Alun, please forgive me for breaking your post into so many pieces of quotes to respond below.
Alun wrote:That said, I can still interpret your argument as if 'omnipotence' does not include the power to distort meaning (in the above way or any other way).
I thank you for being able and willing to disregard our disagreement about meaning to interpret my argument and discuss the matter at hand.
Scott wrote:Premise 1: If there was an omnipotent creator god, we would be very intelligent designed.
Premise 2: We are not very intelligently designed.
Conclusion: There is not an omnipotent creator god.
Alun wrote:I think my rebuttal to this particular argument mostly stands as it was: Even if the god is very logical, and incapable of intruding on our logic, it's still impossible to fathom what he might consider a good idea for a design. Sure, you can think of many standards of success which life on earth and which the rest of the universe does not meet, but how do you decide what standard of success god must use?
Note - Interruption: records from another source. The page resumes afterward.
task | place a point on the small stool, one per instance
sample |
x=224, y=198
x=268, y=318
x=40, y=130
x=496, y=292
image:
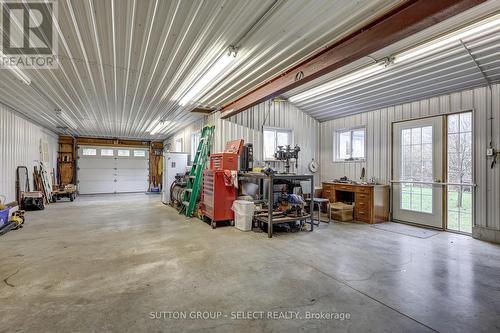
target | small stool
x=319, y=202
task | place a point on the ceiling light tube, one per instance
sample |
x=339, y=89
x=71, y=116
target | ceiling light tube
x=448, y=39
x=209, y=77
x=360, y=74
x=66, y=119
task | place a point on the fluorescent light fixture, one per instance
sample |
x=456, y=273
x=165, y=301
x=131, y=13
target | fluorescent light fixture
x=158, y=127
x=449, y=39
x=208, y=77
x=66, y=119
x=360, y=74
x=17, y=72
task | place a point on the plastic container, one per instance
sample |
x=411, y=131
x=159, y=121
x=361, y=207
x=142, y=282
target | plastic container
x=243, y=214
x=249, y=189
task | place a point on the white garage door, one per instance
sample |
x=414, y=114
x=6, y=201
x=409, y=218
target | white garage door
x=112, y=170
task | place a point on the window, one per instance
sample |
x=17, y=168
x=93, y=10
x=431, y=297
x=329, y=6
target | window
x=89, y=152
x=350, y=145
x=417, y=166
x=123, y=152
x=178, y=145
x=273, y=138
x=195, y=141
x=107, y=152
x=139, y=153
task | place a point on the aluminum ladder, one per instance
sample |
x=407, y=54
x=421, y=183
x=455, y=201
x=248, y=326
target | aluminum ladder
x=194, y=180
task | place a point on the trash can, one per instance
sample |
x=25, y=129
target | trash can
x=4, y=216
x=243, y=214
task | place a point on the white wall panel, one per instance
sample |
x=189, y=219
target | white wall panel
x=249, y=125
x=378, y=159
x=20, y=146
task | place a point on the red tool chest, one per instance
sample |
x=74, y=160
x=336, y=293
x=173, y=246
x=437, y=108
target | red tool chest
x=217, y=196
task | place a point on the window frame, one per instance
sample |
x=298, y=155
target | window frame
x=194, y=144
x=95, y=150
x=121, y=149
x=179, y=139
x=336, y=144
x=101, y=149
x=275, y=130
x=139, y=156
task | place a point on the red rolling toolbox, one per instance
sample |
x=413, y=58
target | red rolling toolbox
x=217, y=196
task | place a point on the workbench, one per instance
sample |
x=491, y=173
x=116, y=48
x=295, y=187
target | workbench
x=270, y=219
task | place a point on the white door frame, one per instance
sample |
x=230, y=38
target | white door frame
x=436, y=219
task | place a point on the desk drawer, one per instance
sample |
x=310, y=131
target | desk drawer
x=363, y=204
x=362, y=214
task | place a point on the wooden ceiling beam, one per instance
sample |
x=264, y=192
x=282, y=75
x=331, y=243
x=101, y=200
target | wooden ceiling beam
x=409, y=18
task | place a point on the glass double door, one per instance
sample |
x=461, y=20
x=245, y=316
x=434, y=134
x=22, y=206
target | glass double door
x=432, y=172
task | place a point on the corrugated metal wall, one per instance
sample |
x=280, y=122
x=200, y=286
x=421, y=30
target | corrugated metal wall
x=248, y=126
x=20, y=146
x=378, y=160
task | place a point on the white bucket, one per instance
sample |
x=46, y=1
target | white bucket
x=243, y=214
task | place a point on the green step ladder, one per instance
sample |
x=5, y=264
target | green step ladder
x=194, y=180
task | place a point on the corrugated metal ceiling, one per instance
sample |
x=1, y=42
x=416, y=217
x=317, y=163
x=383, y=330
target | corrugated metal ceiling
x=124, y=64
x=446, y=70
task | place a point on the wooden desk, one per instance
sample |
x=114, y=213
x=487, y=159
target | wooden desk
x=371, y=202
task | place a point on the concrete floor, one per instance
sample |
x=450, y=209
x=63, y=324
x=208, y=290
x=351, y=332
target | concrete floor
x=110, y=263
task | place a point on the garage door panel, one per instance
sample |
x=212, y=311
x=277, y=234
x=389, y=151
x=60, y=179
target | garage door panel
x=117, y=174
x=132, y=173
x=96, y=187
x=96, y=163
x=131, y=163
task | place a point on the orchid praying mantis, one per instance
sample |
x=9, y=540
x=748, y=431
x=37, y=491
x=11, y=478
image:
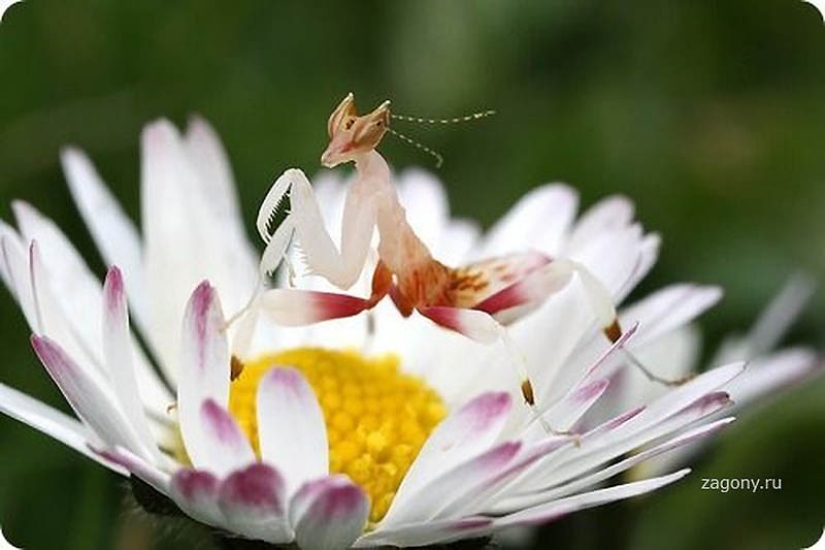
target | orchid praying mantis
x=477, y=300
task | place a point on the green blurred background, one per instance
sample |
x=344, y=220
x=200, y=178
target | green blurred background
x=709, y=114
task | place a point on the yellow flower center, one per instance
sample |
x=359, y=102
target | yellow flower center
x=377, y=418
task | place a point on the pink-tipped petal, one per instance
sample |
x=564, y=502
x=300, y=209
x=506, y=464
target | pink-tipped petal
x=196, y=492
x=330, y=514
x=90, y=401
x=229, y=449
x=465, y=434
x=253, y=501
x=291, y=427
x=291, y=307
x=204, y=370
x=117, y=357
x=476, y=325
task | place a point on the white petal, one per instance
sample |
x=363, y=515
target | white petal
x=146, y=471
x=556, y=509
x=599, y=475
x=117, y=354
x=14, y=257
x=70, y=299
x=771, y=373
x=51, y=422
x=452, y=485
x=332, y=514
x=425, y=201
x=185, y=242
x=254, y=504
x=539, y=220
x=668, y=309
x=427, y=533
x=463, y=435
x=113, y=232
x=564, y=414
x=204, y=368
x=76, y=288
x=196, y=492
x=91, y=402
x=608, y=215
x=229, y=449
x=598, y=450
x=291, y=427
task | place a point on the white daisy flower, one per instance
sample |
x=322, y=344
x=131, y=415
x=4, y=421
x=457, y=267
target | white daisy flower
x=369, y=431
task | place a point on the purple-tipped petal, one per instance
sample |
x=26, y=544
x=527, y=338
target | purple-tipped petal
x=467, y=433
x=253, y=501
x=117, y=357
x=204, y=369
x=329, y=514
x=291, y=427
x=196, y=492
x=229, y=449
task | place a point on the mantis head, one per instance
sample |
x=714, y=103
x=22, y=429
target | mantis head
x=351, y=135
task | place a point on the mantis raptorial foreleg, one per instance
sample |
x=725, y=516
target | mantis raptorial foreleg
x=304, y=219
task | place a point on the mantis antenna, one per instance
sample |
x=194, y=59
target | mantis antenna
x=439, y=160
x=457, y=120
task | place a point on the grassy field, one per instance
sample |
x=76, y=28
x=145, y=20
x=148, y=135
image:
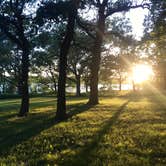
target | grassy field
x=120, y=131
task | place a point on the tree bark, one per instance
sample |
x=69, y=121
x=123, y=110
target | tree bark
x=24, y=109
x=78, y=82
x=96, y=57
x=61, y=95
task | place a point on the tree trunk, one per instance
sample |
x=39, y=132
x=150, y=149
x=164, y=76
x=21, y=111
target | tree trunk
x=134, y=89
x=61, y=95
x=24, y=109
x=96, y=56
x=78, y=82
x=120, y=83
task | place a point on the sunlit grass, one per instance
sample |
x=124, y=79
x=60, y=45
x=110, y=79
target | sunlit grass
x=123, y=130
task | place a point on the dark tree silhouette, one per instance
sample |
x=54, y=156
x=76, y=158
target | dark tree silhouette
x=13, y=23
x=54, y=11
x=105, y=9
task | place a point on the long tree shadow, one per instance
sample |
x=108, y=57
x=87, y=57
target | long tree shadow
x=86, y=152
x=19, y=130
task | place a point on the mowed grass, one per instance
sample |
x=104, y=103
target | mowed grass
x=120, y=131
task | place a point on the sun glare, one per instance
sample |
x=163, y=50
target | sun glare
x=142, y=73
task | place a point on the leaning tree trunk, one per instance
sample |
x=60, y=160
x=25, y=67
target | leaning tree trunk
x=78, y=82
x=96, y=57
x=61, y=95
x=24, y=109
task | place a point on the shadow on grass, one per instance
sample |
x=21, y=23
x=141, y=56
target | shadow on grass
x=16, y=131
x=83, y=156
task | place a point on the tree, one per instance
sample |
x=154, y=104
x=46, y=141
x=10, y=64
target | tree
x=79, y=57
x=155, y=34
x=53, y=11
x=104, y=9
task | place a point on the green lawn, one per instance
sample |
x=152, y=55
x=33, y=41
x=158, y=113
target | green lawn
x=120, y=131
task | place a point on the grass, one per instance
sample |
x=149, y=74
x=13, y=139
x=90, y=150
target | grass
x=120, y=131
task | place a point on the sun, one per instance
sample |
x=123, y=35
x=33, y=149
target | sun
x=142, y=73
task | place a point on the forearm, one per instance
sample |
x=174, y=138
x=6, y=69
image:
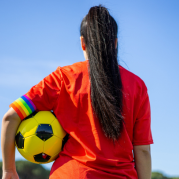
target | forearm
x=10, y=124
x=143, y=163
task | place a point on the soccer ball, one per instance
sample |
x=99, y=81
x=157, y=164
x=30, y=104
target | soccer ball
x=39, y=137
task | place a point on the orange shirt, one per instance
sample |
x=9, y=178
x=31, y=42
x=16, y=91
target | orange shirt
x=88, y=153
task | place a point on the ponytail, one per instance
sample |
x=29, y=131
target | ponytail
x=99, y=31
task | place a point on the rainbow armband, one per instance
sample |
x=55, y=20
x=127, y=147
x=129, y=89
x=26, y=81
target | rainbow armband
x=23, y=106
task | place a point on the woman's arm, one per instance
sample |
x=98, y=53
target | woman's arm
x=10, y=123
x=142, y=159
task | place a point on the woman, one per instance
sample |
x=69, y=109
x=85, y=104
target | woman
x=103, y=107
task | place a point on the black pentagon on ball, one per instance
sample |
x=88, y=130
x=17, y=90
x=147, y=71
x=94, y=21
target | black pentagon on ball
x=42, y=157
x=19, y=140
x=44, y=131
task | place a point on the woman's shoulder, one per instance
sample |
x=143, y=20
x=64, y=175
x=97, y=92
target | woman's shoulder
x=131, y=79
x=73, y=68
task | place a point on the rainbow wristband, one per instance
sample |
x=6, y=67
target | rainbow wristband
x=23, y=106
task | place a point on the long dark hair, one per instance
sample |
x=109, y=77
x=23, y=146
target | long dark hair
x=99, y=30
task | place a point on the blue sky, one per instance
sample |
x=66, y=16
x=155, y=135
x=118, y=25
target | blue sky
x=38, y=36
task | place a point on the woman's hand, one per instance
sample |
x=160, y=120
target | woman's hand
x=10, y=123
x=10, y=175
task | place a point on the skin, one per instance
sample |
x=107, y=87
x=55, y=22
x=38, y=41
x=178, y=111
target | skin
x=11, y=121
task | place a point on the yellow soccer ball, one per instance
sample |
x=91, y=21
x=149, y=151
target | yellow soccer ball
x=39, y=138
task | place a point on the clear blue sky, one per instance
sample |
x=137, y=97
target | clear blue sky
x=38, y=36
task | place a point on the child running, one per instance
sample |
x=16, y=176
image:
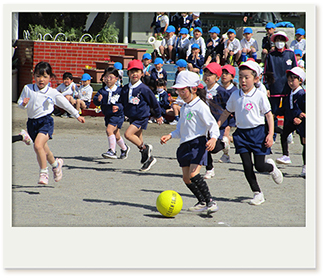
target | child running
x=251, y=107
x=39, y=100
x=137, y=100
x=107, y=97
x=195, y=122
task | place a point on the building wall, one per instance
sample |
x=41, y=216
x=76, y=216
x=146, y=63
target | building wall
x=63, y=57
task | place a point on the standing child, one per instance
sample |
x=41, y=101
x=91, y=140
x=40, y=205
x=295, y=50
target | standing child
x=137, y=99
x=84, y=93
x=294, y=114
x=39, y=100
x=107, y=97
x=251, y=107
x=196, y=121
x=249, y=45
x=217, y=97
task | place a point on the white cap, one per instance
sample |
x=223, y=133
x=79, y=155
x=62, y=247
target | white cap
x=253, y=66
x=186, y=79
x=280, y=33
x=299, y=72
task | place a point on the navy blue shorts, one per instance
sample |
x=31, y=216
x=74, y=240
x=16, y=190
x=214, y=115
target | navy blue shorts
x=114, y=120
x=192, y=152
x=43, y=125
x=251, y=140
x=139, y=123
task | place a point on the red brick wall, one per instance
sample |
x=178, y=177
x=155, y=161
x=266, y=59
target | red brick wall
x=63, y=57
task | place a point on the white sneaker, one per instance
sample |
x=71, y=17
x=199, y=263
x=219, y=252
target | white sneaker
x=303, y=173
x=224, y=158
x=284, y=160
x=258, y=199
x=209, y=174
x=276, y=173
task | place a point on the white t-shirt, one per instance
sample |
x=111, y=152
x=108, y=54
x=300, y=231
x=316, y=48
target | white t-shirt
x=250, y=108
x=42, y=101
x=195, y=120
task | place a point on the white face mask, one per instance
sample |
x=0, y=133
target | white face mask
x=280, y=45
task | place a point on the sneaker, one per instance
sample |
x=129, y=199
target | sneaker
x=258, y=199
x=124, y=153
x=57, y=171
x=212, y=207
x=146, y=153
x=225, y=158
x=284, y=160
x=276, y=173
x=148, y=164
x=26, y=138
x=110, y=154
x=198, y=207
x=303, y=173
x=209, y=174
x=290, y=139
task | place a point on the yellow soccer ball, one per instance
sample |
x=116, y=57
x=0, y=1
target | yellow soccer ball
x=169, y=203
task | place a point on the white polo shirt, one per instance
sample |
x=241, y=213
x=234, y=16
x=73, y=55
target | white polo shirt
x=250, y=108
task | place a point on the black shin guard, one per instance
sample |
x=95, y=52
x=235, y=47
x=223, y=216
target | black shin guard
x=202, y=186
x=193, y=188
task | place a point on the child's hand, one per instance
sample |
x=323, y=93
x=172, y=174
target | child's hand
x=25, y=101
x=81, y=119
x=165, y=138
x=269, y=140
x=210, y=145
x=115, y=109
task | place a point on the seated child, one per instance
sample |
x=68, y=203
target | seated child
x=167, y=49
x=182, y=44
x=214, y=46
x=158, y=72
x=84, y=93
x=195, y=60
x=199, y=40
x=232, y=48
x=249, y=45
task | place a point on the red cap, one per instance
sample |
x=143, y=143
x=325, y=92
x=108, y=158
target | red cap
x=135, y=64
x=215, y=68
x=230, y=69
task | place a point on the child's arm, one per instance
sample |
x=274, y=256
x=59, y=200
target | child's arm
x=270, y=122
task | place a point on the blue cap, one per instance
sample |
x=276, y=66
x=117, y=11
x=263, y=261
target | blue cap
x=195, y=46
x=214, y=29
x=183, y=31
x=181, y=63
x=147, y=56
x=158, y=60
x=86, y=77
x=270, y=25
x=247, y=30
x=118, y=65
x=231, y=31
x=297, y=51
x=170, y=28
x=199, y=29
x=300, y=31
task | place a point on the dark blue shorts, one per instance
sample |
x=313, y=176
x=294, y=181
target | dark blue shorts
x=114, y=120
x=251, y=140
x=192, y=152
x=139, y=123
x=43, y=125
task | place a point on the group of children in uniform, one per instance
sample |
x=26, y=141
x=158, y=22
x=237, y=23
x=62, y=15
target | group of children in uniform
x=204, y=117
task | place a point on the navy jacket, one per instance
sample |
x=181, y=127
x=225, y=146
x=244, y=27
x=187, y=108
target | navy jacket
x=146, y=99
x=298, y=101
x=107, y=107
x=277, y=63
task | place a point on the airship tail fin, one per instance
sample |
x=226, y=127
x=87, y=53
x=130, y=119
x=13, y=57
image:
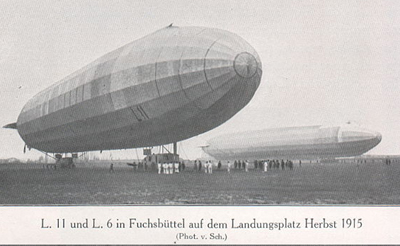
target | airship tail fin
x=11, y=125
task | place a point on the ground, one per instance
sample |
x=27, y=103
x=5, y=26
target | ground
x=328, y=183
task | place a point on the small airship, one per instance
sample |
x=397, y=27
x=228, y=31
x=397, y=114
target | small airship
x=171, y=85
x=306, y=142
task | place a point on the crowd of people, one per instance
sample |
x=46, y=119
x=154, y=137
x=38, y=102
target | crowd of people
x=209, y=166
x=170, y=168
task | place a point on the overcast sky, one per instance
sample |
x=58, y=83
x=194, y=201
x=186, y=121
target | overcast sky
x=324, y=62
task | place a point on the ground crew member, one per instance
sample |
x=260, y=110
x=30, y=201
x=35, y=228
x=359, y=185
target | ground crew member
x=159, y=167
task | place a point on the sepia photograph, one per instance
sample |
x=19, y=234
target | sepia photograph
x=201, y=105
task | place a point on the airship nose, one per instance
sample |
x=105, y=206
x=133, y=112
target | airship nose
x=378, y=137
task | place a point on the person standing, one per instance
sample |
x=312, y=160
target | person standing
x=159, y=167
x=229, y=167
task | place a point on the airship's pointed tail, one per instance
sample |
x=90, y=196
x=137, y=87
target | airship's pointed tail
x=11, y=125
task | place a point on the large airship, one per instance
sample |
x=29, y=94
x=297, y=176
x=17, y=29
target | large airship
x=168, y=86
x=307, y=142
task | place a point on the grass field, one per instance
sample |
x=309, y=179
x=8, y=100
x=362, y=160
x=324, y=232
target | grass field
x=330, y=183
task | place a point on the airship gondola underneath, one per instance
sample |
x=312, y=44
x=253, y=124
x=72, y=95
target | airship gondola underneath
x=299, y=143
x=165, y=87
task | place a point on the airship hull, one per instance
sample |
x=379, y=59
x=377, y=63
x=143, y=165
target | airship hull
x=311, y=142
x=168, y=86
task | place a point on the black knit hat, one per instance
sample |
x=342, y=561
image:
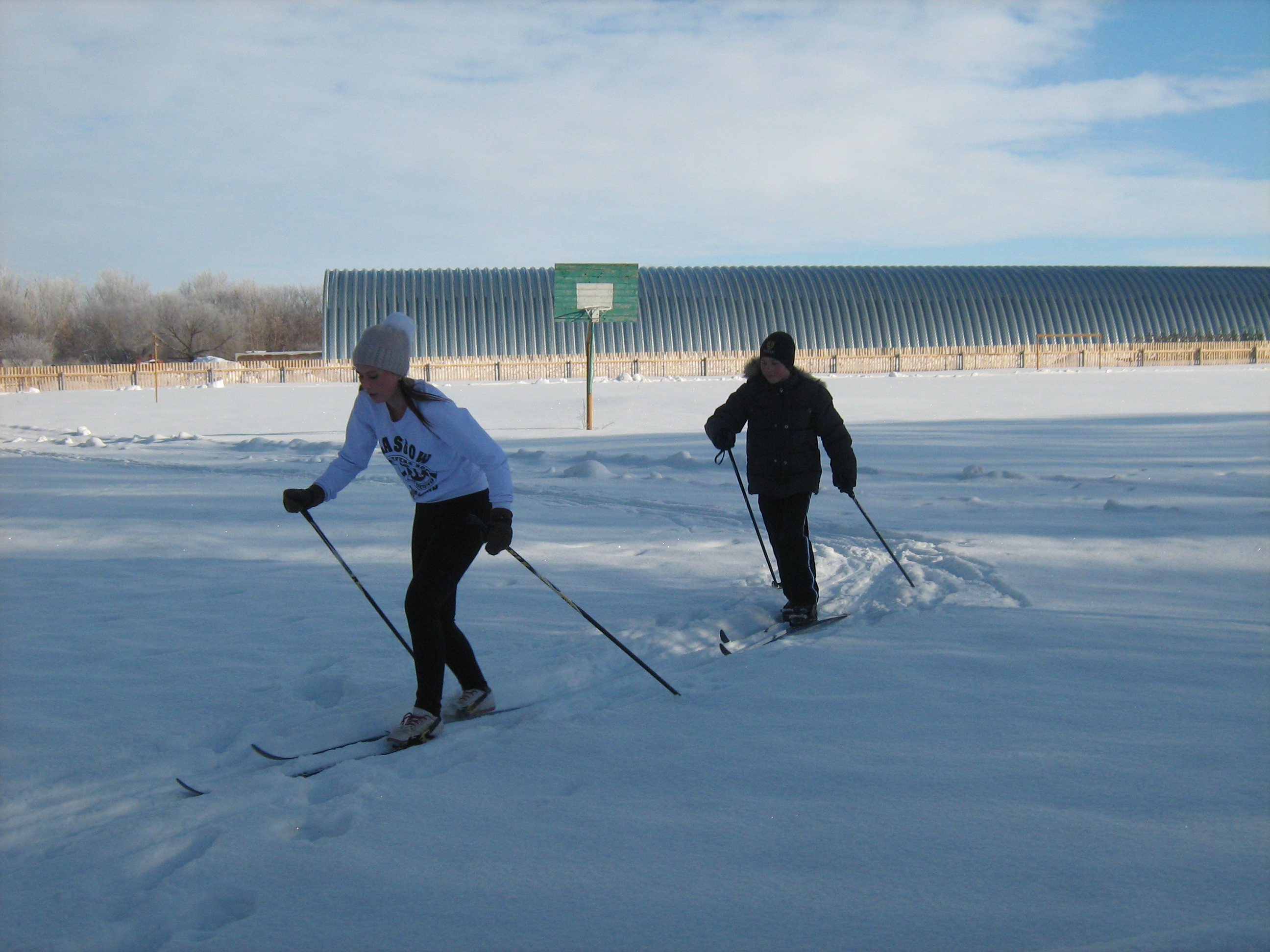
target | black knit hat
x=780, y=347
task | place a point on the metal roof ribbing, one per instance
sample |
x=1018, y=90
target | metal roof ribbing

So I disagree with the premises, as before.
Am I correct to take that paragraph as a rebuttal of premise 2? Taking it as such, I think you are right that I cannot say premise 2 is true as surely as I can say that I ate pancakes for breakfast this morning. However, I personally am confident that premise 2 is probably true. If I could show that premise 1 and 2 were both each definitely true, then I would have thereby
proven god (as defined for sake of argument) does not exist. I admit I have not proven this but merely provided evidence for it based on the probability of the truth of premise 2. So when you ask how do I "decide what standard of success god must use" your implication is right that I cannot decide what he absolutely
must do. Consider the great chef analogy: If I take you to a restaurant and you know nothing of the restaurant or the cook of the food except by tasting the dish brought in front of you. Assuming the first premise (If a great chef cooked this food, it will be great food.) is true, then you can judge the presence of a great chef cooking the food by the taste of the food. You taste the food and it is bad, like it had been microwaved. Perhaps it has been
proven to you that there is no great chef cooking the food to the degree that you could be wrong that the food was bad. Only if you were omniscient could you say 100% that premise 2 (the food was poorly prepared by the chef) is false. But there's a huge range between complete ignorance and omniscience wherein is all human knowledge. This non-omniscience but not complete ignorance is what gives us probabilities. If you have some evidence that the food is bad, then you can say it is from that state of evidence probably true that the food is bad, which is evidence (but being a probability still not proof) that there no great chef cooked that food.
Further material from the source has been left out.